Wednesday, 22 May 2019

Television: 'The Man From UNCLE: The Never-Never Affair' (1965) (Aired 1x25, Produced 1x26)

This could easily qualify for my favourite episode of 'The Man From UNCLE'. Not only do we have a very adorable Barbara Feldon, just prior to 'Get Smart' kicking off, but we also have Cesar Romero putting in a wonderfully charming performance and Napoleon being... nice! Oh, and Ilya almost gets burned alive.

In 'The Never-Never Affair', we get yet another inventive Innocent Of The Week, an UNCLE translator (Feldon) hungry for for some field work, whom Napoleon tries to calm down with a secretly harmless courier job for Mr Waverley. However, Mandy the translator crosses paths with a THRUSH squad out to obtain a vital microdot, led by the rogueish Victor Gervais (Romero). It all works very organically and very elegantly, partly due to the sheer accumulated charm of Robert Vaughn and Romero, and the utter coincidence that finally sees her trapped.
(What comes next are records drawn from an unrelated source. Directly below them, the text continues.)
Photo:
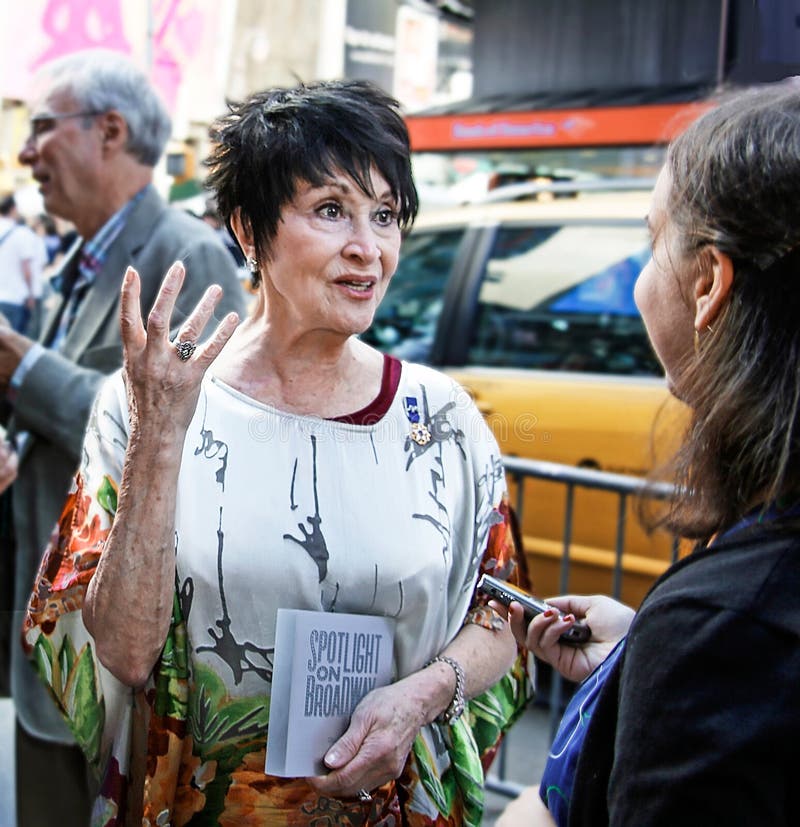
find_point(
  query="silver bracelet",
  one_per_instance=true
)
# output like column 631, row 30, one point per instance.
column 456, row 706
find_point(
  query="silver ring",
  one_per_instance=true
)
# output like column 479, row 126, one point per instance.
column 185, row 349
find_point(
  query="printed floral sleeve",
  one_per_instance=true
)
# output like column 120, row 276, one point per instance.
column 54, row 637
column 504, row 559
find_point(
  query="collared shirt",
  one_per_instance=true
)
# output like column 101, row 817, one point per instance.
column 92, row 257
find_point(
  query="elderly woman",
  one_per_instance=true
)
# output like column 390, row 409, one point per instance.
column 283, row 464
column 694, row 716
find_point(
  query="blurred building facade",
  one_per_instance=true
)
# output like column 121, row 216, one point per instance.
column 202, row 52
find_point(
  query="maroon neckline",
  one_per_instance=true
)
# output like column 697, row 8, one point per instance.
column 377, row 409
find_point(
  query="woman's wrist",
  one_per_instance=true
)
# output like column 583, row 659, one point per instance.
column 455, row 708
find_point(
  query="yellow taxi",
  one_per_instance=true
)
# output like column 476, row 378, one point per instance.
column 529, row 305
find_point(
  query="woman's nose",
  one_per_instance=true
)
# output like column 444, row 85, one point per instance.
column 363, row 242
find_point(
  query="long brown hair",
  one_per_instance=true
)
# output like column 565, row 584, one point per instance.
column 736, row 185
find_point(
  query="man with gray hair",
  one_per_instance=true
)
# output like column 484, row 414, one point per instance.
column 97, row 130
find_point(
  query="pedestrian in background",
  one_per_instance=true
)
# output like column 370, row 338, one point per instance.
column 21, row 264
column 98, row 128
column 693, row 716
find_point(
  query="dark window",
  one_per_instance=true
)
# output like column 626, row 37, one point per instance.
column 405, row 324
column 561, row 298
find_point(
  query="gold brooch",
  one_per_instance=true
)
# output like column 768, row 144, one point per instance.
column 420, row 433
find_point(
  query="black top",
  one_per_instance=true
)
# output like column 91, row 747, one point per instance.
column 700, row 722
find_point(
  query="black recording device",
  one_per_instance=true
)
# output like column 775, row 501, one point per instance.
column 504, row 593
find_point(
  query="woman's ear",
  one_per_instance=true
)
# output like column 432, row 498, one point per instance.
column 243, row 232
column 712, row 288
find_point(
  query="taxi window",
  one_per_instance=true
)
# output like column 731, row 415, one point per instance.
column 561, row 298
column 405, row 323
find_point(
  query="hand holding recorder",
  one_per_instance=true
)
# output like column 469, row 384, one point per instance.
column 606, row 619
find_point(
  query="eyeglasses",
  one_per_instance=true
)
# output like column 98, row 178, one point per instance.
column 42, row 124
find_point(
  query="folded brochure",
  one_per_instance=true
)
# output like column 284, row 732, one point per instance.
column 325, row 663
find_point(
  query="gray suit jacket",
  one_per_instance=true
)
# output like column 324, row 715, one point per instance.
column 56, row 397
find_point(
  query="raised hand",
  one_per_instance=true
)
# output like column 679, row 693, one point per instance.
column 162, row 386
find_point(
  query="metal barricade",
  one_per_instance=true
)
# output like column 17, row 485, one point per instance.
column 625, row 487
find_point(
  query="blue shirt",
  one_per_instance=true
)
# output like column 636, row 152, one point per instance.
column 559, row 771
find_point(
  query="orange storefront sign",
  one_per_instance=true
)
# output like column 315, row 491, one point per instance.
column 602, row 126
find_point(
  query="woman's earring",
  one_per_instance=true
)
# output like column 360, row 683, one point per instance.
column 255, row 274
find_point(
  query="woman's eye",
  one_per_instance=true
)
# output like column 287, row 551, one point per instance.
column 385, row 216
column 330, row 210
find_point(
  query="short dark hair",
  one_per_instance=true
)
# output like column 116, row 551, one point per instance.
column 736, row 185
column 265, row 145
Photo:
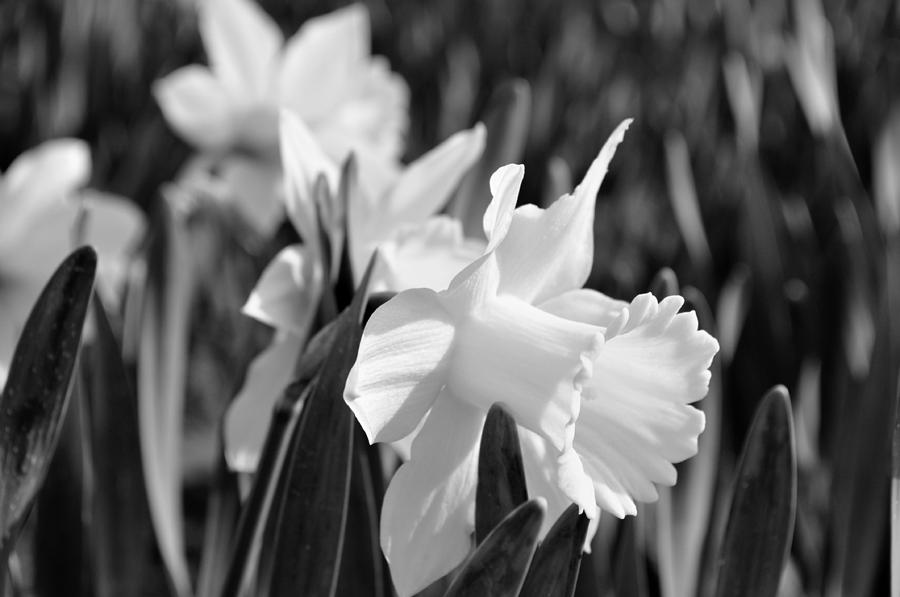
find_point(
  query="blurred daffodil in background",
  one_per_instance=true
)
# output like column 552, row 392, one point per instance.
column 419, row 249
column 324, row 73
column 44, row 214
column 600, row 388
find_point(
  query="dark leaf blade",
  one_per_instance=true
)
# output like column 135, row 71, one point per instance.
column 35, row 398
column 120, row 515
column 554, row 569
column 501, row 474
column 313, row 514
column 761, row 520
column 499, row 566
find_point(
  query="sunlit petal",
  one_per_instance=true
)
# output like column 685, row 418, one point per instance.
column 196, row 106
column 428, row 514
column 249, row 415
column 547, row 252
column 424, row 256
column 288, row 292
column 401, row 365
column 326, row 55
column 636, row 419
column 242, row 44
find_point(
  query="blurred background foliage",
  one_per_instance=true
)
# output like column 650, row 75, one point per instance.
column 787, row 228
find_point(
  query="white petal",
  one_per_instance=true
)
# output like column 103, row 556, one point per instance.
column 303, row 161
column 327, row 55
column 429, row 508
column 424, row 187
column 41, row 177
column 547, row 252
column 636, row 419
column 424, row 256
column 586, row 306
column 505, row 183
column 249, row 415
column 533, row 362
column 401, row 365
column 242, row 44
column 197, row 107
column 288, row 292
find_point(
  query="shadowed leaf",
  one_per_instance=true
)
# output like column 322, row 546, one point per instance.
column 761, row 522
column 35, row 398
column 554, row 569
column 312, row 516
column 501, row 475
column 499, row 565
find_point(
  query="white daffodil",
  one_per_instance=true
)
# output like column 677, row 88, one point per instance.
column 40, row 223
column 419, row 250
column 600, row 388
column 324, row 73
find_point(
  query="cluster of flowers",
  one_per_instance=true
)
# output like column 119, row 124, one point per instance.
column 601, row 389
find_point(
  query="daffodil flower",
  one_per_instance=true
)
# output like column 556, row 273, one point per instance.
column 396, row 216
column 324, row 73
column 40, row 223
column 600, row 388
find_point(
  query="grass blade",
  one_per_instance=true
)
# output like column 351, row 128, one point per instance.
column 501, row 475
column 35, row 398
column 554, row 569
column 761, row 521
column 499, row 565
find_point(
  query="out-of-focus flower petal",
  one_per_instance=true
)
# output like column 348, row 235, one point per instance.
column 288, row 292
column 401, row 365
column 636, row 419
column 547, row 252
column 197, row 106
column 323, row 61
column 424, row 256
column 39, row 178
column 249, row 415
column 586, row 306
column 426, row 184
column 303, row 161
column 243, row 45
column 428, row 514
It's very nice to see the support staff at UNCLE be featured once again, and of course it helps to build the universe up a bit more. We may not have spent this much time with minor UNCLE staff since 'The Mad, Mad Tea Party Affair', which is another favourite. 'The Never-Never Affair' is also extremely pretty in its black and white photography, in a return to the crisp cinematic quality so evident in other great episodes, and is subtly reminiscent of 'Alice In Wonderland' as Mandy falls down a figurative rabbit hole. Does that make Napoleon or Victor the White Rabbit, though? Or do they both function that way? There is some great fire work too, some nice physical stuff for David McCallum to work through, and impressive physical acting from Vaughn. He was woefully underrated, wasn't he?

Where do they find these ridiculously beautiful UNCLE ladies, though, and how did they go extinct? Why does Napoleon's kindness so often seem to backfire? What happened in that movie cinema after they all left? Mr Waverley just loves to get out into the field in New York, doesn't he?

As with all my favourite episodes of this season, this is definitely Napoleon Solo's episode, culminating in the amazing backwards, tied up in a chair gunshot. Accidentally or not, he does save the day. Stopping a very gallant villain is always more interesting than stopping a rampant loon. Oh, and Barbara Feldon more than pulls her weight in the acting stakes.

Excellent, although the Agent 99 bias may be pulling.